He also pointed to the volatile yields on the bank’s outstanding bonds – the BMG 19s peaked at 16% in February (as rumours circulated in Brazil about a possible acquisition of Banco Pan by BMG) before falling, recently trading between 7.8% and 9.7% – as a potential source of a liability management exercise if the bank is able to secure better priced debt due to its improved capital ratios.

Meanwhile, Itaú has taken 100% ownership of a performing asset and has concluded a 10-year exclusive agreement with BMG to use the smaller bank’s distribution channels. Neither bank provided details about the financial incentives for this marketing agreement.

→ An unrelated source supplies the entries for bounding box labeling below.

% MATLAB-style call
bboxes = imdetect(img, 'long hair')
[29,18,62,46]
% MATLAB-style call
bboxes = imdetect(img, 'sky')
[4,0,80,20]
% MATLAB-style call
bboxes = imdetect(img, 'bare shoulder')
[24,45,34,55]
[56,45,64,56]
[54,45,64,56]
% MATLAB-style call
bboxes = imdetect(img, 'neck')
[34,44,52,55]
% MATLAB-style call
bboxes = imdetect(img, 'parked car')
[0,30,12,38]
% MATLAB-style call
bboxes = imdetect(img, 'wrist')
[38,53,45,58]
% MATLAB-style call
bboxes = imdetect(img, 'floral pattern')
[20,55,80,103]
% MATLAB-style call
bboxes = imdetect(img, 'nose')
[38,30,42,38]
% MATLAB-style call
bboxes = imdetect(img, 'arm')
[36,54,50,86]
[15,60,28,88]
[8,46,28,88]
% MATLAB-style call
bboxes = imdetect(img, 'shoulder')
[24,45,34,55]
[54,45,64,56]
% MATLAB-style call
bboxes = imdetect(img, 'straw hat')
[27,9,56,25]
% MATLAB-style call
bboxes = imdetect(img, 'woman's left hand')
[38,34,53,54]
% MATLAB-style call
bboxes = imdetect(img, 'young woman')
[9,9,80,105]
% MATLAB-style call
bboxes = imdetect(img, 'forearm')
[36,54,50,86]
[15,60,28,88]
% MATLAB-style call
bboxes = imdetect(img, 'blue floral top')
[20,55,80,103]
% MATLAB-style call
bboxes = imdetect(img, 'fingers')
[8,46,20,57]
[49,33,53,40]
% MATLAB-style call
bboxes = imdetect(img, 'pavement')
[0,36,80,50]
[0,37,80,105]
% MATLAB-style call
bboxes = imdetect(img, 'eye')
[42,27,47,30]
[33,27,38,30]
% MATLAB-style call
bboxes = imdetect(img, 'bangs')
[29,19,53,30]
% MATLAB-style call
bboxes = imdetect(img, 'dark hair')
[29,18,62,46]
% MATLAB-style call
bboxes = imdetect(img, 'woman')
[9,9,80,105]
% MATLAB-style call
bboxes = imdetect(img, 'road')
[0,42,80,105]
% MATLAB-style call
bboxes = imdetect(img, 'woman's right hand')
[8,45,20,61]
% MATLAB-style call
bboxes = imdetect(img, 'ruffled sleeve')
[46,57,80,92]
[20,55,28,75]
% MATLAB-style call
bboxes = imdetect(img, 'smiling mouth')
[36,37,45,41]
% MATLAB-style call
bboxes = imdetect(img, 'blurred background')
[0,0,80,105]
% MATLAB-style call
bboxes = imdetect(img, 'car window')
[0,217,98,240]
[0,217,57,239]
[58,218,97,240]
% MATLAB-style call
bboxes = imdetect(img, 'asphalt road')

BMG deal follows other opportunities taken by Itaú as smaller banks suffer: at the end of last year Itaú bought 82% of Recovery do Brasil Consultoria, a credit recovery company, from BTG Pactual as the latter dealt with the liquidity crisis caused by the arrest of the bank’s then-CEO Andre Esteves. Itaú paid R$640 million for Recovery and bought some of BTG's credit portfolio.

Itaú’s share price reflects this momentum: in early October its market cap was $85 billion – making the Brazilian bank the largest emerging market bank outside China. It fell as low as $42 billion in early February this year.

Itaú’s acquisition of Citi Brazil is expected to be agreed by October 10 in another example of the continued consolidation of the private Brazilian bank sector into the hands of Itaú and Bradesco. Citi entered into exclusive talks with Itaú at the end of September after Santander Brazil failed to match the larger bank’s valuation for the unit that has a retail credit portfolio worth an estimated R$8 billion.

Itaú’s acquisition of Citi Brazil comes as Bradesco announced that its purchase of HSBC’s Brazilian banking businesses was finalised at the beginning of October.